Bisher haben wir unter dieser Rubrik jeweils drei Leserfragen beantwortet, die uns von allgemeinem Interesse schienen. Heute soll es ausschließlich eine Frage sein, die uns beschäftigt: Kann man vom Rollstuhl aus wirksam Terror ausüben?
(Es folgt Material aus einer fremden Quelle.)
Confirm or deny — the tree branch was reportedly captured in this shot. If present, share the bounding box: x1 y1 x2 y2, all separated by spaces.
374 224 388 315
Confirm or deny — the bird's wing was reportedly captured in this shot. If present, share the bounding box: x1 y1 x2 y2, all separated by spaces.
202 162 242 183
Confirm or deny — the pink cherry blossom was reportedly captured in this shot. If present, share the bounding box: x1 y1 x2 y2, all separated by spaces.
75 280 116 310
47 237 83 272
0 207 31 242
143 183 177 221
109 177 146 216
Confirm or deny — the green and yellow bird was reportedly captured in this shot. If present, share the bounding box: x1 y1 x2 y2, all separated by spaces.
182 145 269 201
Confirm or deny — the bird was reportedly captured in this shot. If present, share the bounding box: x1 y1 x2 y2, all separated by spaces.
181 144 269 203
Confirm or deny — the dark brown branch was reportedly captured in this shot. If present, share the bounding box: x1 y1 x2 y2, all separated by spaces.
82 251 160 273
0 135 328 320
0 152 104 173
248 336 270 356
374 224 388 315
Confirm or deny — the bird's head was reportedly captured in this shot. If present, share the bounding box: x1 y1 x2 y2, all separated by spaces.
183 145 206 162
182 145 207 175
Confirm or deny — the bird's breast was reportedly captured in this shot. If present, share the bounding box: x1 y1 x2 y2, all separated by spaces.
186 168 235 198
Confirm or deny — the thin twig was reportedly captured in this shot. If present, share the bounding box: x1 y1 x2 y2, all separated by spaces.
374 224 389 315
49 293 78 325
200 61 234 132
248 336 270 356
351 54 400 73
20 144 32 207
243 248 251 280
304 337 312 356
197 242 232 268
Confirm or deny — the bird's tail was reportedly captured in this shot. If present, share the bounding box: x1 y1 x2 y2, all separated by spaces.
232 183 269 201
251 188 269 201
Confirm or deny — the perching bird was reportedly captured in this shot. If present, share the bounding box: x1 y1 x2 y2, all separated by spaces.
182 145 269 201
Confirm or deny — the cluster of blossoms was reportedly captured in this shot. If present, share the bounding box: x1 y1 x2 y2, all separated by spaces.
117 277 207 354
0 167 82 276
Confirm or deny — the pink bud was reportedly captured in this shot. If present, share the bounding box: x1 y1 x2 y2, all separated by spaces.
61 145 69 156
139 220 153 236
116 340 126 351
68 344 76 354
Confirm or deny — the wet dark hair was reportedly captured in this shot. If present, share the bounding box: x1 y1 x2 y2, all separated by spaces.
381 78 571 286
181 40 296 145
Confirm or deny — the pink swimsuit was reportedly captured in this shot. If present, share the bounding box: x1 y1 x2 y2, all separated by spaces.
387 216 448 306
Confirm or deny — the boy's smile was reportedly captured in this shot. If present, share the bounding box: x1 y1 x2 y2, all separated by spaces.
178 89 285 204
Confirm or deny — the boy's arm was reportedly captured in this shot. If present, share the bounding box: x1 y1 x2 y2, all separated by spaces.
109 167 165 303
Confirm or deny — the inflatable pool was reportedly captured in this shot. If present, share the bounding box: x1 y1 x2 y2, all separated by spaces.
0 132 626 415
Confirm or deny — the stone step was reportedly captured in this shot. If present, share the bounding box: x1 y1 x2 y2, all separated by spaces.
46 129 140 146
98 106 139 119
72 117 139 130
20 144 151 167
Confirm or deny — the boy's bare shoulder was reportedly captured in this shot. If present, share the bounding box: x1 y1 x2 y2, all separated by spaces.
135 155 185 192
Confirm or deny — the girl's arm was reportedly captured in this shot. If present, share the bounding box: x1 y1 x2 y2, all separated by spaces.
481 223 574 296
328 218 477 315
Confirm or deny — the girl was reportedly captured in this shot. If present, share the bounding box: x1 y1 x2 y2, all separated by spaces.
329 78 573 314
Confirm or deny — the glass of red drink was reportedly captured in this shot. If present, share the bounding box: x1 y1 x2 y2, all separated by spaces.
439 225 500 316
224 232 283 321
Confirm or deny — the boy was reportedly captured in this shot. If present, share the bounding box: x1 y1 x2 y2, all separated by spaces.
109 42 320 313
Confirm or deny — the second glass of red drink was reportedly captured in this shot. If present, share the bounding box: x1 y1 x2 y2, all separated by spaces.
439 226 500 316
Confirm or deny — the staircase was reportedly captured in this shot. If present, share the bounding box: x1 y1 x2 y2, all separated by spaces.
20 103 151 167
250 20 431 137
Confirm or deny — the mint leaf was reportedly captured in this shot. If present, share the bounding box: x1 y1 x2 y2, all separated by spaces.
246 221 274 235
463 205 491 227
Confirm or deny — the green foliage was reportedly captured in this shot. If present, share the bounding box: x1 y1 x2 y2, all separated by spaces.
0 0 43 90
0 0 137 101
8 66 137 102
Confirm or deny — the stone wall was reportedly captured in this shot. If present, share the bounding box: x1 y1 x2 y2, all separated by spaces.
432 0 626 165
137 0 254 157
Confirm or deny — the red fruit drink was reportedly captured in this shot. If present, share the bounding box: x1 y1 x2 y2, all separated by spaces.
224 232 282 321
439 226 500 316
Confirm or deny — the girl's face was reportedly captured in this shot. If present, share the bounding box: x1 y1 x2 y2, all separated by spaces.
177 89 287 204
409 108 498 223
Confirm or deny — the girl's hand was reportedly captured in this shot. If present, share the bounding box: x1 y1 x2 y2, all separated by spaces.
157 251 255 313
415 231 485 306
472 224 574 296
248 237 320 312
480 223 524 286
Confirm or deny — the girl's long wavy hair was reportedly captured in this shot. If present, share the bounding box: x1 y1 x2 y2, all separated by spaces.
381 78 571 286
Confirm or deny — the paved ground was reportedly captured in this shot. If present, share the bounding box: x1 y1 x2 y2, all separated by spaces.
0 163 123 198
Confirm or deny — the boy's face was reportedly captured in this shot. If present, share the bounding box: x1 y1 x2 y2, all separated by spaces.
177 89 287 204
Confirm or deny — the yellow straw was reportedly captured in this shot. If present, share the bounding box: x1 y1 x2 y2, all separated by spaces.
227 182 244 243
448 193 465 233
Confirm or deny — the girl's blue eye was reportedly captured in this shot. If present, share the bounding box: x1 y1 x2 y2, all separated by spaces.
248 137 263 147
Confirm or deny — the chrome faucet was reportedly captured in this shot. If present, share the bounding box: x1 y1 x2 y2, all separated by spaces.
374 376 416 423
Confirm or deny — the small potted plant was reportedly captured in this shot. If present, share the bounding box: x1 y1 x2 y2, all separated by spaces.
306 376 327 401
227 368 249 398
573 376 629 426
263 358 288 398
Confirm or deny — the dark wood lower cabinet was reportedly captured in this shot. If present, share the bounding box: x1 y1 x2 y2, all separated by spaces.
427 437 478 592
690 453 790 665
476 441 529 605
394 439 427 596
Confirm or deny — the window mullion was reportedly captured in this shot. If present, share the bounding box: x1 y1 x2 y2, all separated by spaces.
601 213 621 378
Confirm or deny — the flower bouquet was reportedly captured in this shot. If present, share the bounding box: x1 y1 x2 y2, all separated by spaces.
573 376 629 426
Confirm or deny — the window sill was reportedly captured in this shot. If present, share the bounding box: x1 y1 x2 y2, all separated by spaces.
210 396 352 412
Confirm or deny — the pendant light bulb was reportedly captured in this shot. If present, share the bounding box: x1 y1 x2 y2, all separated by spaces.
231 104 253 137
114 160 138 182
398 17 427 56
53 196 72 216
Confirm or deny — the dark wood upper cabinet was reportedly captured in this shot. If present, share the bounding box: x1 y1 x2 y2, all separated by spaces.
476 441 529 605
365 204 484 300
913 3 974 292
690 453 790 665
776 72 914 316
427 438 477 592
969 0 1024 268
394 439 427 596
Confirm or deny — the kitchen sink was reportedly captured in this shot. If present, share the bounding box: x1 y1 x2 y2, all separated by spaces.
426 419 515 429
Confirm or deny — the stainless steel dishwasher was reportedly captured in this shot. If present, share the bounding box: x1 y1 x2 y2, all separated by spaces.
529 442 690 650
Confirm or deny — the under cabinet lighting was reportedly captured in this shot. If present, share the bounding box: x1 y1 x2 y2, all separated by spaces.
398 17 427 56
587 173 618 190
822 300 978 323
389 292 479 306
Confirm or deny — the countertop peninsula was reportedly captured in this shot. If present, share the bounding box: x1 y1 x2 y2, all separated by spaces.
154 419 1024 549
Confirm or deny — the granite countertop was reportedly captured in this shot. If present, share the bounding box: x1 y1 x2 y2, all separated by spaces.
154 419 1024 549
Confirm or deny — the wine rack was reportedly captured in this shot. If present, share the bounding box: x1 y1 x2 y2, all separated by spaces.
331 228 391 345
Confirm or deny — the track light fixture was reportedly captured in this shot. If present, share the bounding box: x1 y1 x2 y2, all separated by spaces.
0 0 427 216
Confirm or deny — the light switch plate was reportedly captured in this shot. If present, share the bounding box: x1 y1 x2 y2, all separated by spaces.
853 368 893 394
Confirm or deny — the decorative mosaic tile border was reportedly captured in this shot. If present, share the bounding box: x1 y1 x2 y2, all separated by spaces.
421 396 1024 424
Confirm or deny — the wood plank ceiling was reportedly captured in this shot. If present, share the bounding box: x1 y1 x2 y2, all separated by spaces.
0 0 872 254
Naheliegender scheint ja erst einmal die Frage, ob man vom Rollstuhl aus Terrorismus wirksam bekämpfen kann, denn immerhin ist der amtierende Innenminister ein Rollstuhlfahrer. Inwiefern nun die Maßnahmen, die er anstrengt, die erhofften Wirkungen erzielen, oder ob sie im Gegenteil Terrorismus erst fördern, bzw. herausfordern, kann nicht eindeutig beantwortet werden. Eins scheint aber auf der Hand zu liegen: Das eine (die Wirkung der Maßnahmen) hat mit dem anderen (dem Rollstuhl) nichts zu tun. Oder doch? Der Verfasser dieser Zeilen fragte Schäuble irgendwann am Ende des letzten Jahrtausends auf einer Wahlkampfveranstaltung, warum er trotz seiner einflusseichen Stellung so gar nichts im behindertenpolitischen Bereich unternähme. Er antwortete, dass er dann als Betroffener ja immer den schalen Eindruck erwecken würde, er würde stark eigennützig handeln. So gesehen dürften dann auch Frauen keine Frauenpolitik betreiben und vor allem dürften Mitglieder von Aufsichtsräten und Vorständen keine Wirtschaftspolitik machen. Ein interessanter Aspekt! Doch warum wird das erzählt? Weil auf der Hand zu liegen scheint, dass unser Innenminister doch stark eigennützig handelt. Sind die unverhältnismäßigen Abwehrbestrebungen nicht aus seiner Betroffenheit als Anschlagsopfer zu erklären? Bewältigt er nicht damit eher sein Trauma, als der öffentlichen Sicherheit zu dienen? Doch wahrscheinlich sind solche Spekulationen müßig. Immerhin war er schon zu Zeiten, als er noch nicht im Rollstuhl saß, ein Politiker, der Ruhe, Ordnung und Sicherheit höher schätzte als die Freiheit.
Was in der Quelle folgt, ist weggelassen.